Karolina Michalska
Protein Crystallographer Karolina Michalska (BIO) will discuss her Laboratory-Directed Research and Development (LDRD) sponsored work at the LDRD Seminar Series presentation Tuesday, Aug. 29, 2017.
“Proteolytic Enzymes from Ocean Sediments Archaea” begins at 12:30 p.m. in the Bldg. 203 Auditorium. All are welcome to attend.
Abstract
The ocean plays a critical role in the earth’s carbon cycle, with deep-sea sediments acting as the ultimate sink for organic carbon, storing approximately 40 percent of it. At the same time, this cold environment represents one of the richest microbial niches, constituting about one tenth of the total planet biomass. However, the vast majority of these microorganisms have never been grown and characterized in the laboratory, and therefore they been referred to as Microbial Dark Matter (MDM).
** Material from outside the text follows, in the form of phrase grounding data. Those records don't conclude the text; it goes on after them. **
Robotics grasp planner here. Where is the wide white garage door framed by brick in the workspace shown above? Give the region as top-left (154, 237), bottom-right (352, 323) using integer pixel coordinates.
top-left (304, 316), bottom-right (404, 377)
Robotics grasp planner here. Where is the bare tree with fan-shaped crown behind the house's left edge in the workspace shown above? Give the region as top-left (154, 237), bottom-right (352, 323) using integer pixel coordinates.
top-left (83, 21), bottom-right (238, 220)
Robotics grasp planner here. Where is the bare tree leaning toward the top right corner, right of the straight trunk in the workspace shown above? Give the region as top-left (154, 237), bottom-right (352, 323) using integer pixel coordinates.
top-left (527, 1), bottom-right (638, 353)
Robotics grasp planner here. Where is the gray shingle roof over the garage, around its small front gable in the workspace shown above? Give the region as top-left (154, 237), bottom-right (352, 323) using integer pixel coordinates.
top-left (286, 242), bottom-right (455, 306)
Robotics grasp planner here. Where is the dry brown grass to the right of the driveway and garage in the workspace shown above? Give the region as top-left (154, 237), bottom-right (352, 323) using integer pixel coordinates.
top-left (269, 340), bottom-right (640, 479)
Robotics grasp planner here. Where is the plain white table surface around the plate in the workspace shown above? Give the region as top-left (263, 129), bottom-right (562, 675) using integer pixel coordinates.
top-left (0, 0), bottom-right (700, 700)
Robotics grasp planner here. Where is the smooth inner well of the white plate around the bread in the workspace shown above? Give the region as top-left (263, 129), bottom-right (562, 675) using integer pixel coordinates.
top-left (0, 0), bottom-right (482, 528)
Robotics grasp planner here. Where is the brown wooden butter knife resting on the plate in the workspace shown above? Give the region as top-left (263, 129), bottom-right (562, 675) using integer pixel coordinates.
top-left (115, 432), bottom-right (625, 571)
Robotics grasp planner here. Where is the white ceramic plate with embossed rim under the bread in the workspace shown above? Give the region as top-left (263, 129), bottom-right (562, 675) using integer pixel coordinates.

These diverse, heterotrophic and widespread microorganisms control carbon flow through organic matter decomposition, yet their impact on ecosystems and major global elemental cycles remains unknown. Nevertheless, sequencing of individual genomes and metagenomes from MDM projects has the potential to reveal novel functionalities and unexpected properties. Recently, single-cell genomics uncovered a number of new key players involved in deep-sea biogeochemistry, such as the miscellaneous crenarchaeotal group and the marine benthic group-D belonging to the kingdom of Archaea. Each of these uncultured microorganisms harbors predicted enzymes that have never been studied. In particular, these widespread archaea encode putative intra- and extra-cellular protein-degrading enzymes (proteases) very likely produced to utilize detrital proteins deposited in sediments as a source of basic nutrients. Consequently, they can contribute to carbon and nitrogen cycling.
The purpose of this project is to produce these uncharacterized proteins in the laboratory and investigate their biochemical and structural properties to understand how marine microorganisms contribute to biogeochemical processes via protein remineralization in sediments. The ability to perform detailed characterizations of enzymes from native subsurface microorganisms, without requiring that those organisms first be grown in pure culture, holds great promise for understanding key carbon transformations in the environment. Some of these new enzymes may yield biomedical and biotechnological applications.
Biography
Karolina Michalska joined Argonne in 2010. Her major interest is structural biology with a focus on protein structure — function relationships in biochemical transformations, primarily in prokaryotes. She has been contributing to two NIH-funded programs: The Midwest Center for Structural Genomics and The Center for Structural Genomics of Infectious Diseases. Recently, Michalska has been focused on structural basis of contact-dependent growth inhibition (CDI) systems — a means of bacterial competition in microbial communities, and evolution and functionality of essential enzymes involved in tryptophan biosynthesis in bacteria. As a member of The Structural Biology Center, she has also studied proteins involved in degradation of abundant biopolymers: cellulose, lignin, chitin and proteins. She has also contributed to the SBC R&D projects.
Michalska is a protein crystallographer in the Biosciences Division and a fellow at the University of Chicago Computation Institute. Prior to joining Argonne, she worked at Adam Mickiewicz University, Poznan, Poland, where she received her Ph.D. in chemistry.